The iCalendar standard requires CR-LF line endings, so if
`buffer-file-coding-system' does not use a coding system which
specifies them, this command offers to switch to a corresponding
coding system which does.

'Folding' means inserting a line break and a single whitespace
character to continue lines longer than 75 octets. The iCalendar
standard requires folding lines when serializing data to
iCalendar format, so if the buffer contains unfolded lines, this
command asks you whether you want to fold them."
  (interactive)
  (when (eq major-mode 'icalendar-mode)
    (let* ((cs buffer-file-coding-system)
           (suggested-cs (if cs (coding-system-change-eol-conversion cs 'dos)
                           'prefer-utf-8-dos)))
      (when (and (not (coding-system-equal cs suggested-cs))
                 (y-or-n-p
                  (format "Current coding system %s does not use CR-LF line endings. Change to %s for save?" cs suggested-cs)))
        (set-buffer-file-coding-system suggested-cs))
      (when (and (ical:contains-unfolded-lines-p)
                 (y-or-n-p "Fold content lines before saving?"))
        (ical:fold-region (point-min) (point-max))))))

(add-hook 'before-save-hook 'ical:before-save-checks)

Mode definition

(define-derived-mode icalendar-mode text-mode "iCalendar"
  "Major mode for viewing and editing iCalendar (RFC5545) data.

This mode provides syntax highlighting for iCalendar components,
properties, values, and property parameters, and commands to deal
with folding and unfolding iCalendar content lines.

'Folding' means inserting whitespace characters to continue long
lines; 'unfolding' means removing the extra whitespace inserted
by folding. The iCalendar standard requires folding lines when
serializing data to iCalendar format, and unfolding before
parsing it.

Thus icalendar-mode's syntax highlighting is designed to work
with unfolded lines. When icalendar-mode is activated, it will
offer to unfold lines; see `ical:switch-to-unfolded-buffer'. It
will also offer to fold lines when saving a buffer to a file; see
`ical:before-save-checks'. That function also offers to convert
the line endings in the file to CR-LF, as the standard requires."
  :group 'icalendar
  :syntax-table icalendar-mode-syntax-table
  ;; TODO: Keymap?
  ;; TODO: buffer-local variables?
  ;; TODO: indent-line-function and indentation variables
  ;; TODO: mode-specific menu and context menus 
  ;; TODO: eldoc integration
  ;; TODO: completion of keywords 
  ;; TODO: hook for folding in change-major-mode-hook?
  (progn
    (setq font-lock-defaults '(ical:font-lock-keywords nil t))))

Conclusion

And that's it!

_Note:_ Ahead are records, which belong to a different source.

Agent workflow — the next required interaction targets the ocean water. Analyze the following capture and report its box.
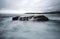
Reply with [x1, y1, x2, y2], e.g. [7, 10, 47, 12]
[0, 14, 60, 39]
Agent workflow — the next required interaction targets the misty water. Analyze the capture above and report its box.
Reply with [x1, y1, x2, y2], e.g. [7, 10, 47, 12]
[0, 14, 60, 39]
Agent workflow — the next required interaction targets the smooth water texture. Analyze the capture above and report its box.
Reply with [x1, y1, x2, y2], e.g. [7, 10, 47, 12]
[0, 14, 60, 39]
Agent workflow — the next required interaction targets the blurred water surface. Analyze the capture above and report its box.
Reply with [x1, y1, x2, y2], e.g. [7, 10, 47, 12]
[0, 14, 60, 39]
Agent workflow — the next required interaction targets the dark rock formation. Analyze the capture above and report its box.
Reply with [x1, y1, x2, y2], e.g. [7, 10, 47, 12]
[34, 15, 49, 21]
[12, 16, 19, 21]
[12, 15, 49, 21]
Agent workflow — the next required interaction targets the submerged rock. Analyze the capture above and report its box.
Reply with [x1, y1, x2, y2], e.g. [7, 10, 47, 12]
[12, 16, 19, 21]
[34, 15, 49, 21]
[12, 15, 49, 21]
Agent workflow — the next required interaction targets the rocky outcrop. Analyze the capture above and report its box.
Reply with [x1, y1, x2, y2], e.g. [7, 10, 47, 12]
[34, 15, 49, 21]
[12, 16, 19, 21]
[12, 15, 49, 21]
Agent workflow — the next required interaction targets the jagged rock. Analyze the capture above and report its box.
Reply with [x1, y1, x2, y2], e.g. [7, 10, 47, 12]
[12, 16, 19, 21]
[34, 15, 49, 21]
[12, 15, 49, 21]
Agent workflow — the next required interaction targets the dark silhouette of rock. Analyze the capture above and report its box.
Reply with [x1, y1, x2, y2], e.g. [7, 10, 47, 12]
[12, 16, 19, 21]
[34, 15, 49, 21]
[12, 15, 49, 21]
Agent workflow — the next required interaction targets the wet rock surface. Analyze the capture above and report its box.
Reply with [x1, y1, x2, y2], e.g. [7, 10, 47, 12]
[12, 15, 49, 21]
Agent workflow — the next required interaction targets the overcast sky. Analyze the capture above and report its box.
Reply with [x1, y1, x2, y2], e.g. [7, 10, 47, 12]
[0, 0, 60, 13]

I can now turn on icalendar-mode to get syntax highlighting in iCalendar files, which even highlights invalid values.

With the grammar defined, the next step towards a more robust iCalendar library will be to define the data structures to represent iCalendar components and properties. I've been thinking of following gnus-icalendar.el here and using EIEIO for this, but am wary of the complexity that might introduce, and I'm open to all other ideas. To be continued!